Alabama charges a 30 percent collection fee, for instance, while Florida allows private debt collectors to add a 40 percent surcharge on the original debt. Some Florida counties also use so-called collection courts, where debtors can be jailed but have no right to a public defender. Being denied a public defender would seem to be a blatant constitutional violation. If you are of the 1%, you are rewarded for debt. You are encouraged to incur more debt The only people being prosecuted like this are people too poor to pay their bills.

3 comments:

Ol'Buzzard said...

Annual income twenty pounds, annual expenditure nineteen-nineteen-six, results happiness.
Annual income twenty pounds, annual expenditure twenty pounds-ought-and six, results misery.
Mr Micawber
David Copperfield
Charles Dickens

the Ol'Buzzard

mud_rake said...

It ought not surprise you that 'punishment' of all kinds is in the blood of most Americans.

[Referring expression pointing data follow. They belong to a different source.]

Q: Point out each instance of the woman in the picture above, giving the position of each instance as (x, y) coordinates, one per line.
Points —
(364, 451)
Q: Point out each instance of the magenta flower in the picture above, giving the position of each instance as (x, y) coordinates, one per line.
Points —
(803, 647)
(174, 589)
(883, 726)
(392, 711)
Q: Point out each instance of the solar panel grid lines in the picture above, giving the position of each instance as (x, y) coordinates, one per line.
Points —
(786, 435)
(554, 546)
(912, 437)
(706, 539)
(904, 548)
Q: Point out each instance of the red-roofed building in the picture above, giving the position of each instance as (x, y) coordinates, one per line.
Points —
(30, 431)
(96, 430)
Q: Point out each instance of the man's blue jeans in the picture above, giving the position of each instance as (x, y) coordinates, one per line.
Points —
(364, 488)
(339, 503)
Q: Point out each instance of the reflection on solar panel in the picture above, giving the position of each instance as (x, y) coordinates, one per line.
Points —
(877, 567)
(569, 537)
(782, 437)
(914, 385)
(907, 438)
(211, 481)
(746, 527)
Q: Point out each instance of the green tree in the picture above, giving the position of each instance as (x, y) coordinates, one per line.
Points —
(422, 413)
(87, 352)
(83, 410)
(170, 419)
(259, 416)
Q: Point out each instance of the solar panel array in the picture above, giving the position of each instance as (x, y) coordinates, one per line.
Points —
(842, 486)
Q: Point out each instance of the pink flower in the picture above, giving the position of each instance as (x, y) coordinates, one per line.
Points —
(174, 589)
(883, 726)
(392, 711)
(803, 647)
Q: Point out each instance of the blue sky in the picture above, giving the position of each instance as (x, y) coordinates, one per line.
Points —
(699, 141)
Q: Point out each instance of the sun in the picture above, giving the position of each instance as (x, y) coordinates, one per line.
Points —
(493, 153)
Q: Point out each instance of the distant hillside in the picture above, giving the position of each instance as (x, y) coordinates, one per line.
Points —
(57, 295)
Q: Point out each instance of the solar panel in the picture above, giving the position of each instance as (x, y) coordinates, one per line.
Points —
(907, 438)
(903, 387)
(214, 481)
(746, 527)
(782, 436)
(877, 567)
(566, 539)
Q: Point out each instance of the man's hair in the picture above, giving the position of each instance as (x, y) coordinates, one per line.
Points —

Why? Because they read the Bible and 'believe' that god wants THEM to punish the wrong-doers.

Vengeance too. That's also biblical.

The American mindset is so polluted with biblical nonsense that it rules and legislates many of the severely draconian laws on the books over there in the 'land of the free.'

Puritanism and Calvinism are not dead. Way-too often they raise their ugly head.

Engineer of Knowledge said...

Hello Microdot,
Speaking of Debts incurred!

The Minnesota Republican Party gets HQ eviction notice! The debt-plagued Republican Party faces an eviction hearing next week in Minnesota after failing to pay rent for its headquarters since August 2011!

The Republicans Party’s landlord, “Hub Properties Trust,” filed the notice in county housing court last week and a hearing is set for next week. The Minnesota Republican Party Chairman, Pat Shortridge, revealed the rent hadn’t been paid in eight months!
To make matters worse, the most recent federal campaign reports show the Minnesota Republican Party owes nearly $1 million to all their vendors. That includes $107,000 to Hub Properties.

Now the Gift that just keeps on Giving is (I Am Not A Witch but a Republican Tea Party Member Running for the Senate seat of Delaware) Christine O’Donnell is being sued by her former lawyer who worked on her Republican Senate Campaign, where she left him for legal services not paid. O’Donnell is being sued for $18,250 in unpaid fees by Jonathan Moseley, the former legal consultant to her campaign.

But on the other hand Christine PAC did spent $19,912 in August on copies of O’Donnell’s poorly performing book, “Troublemaker,” enough to purchase nearly a third of the 3,000 copies that have been sold so far. Let’s see….Christine has money to falsely boost sales of her piece of crap embarrassing book because no one was really interested, but cannot pay her staff as a Republican Senate candidate.

Christine has already been shunned by her club, (the human race club), but I guess real question is, “Will she be banished into the nether world of the Debtors Prison?”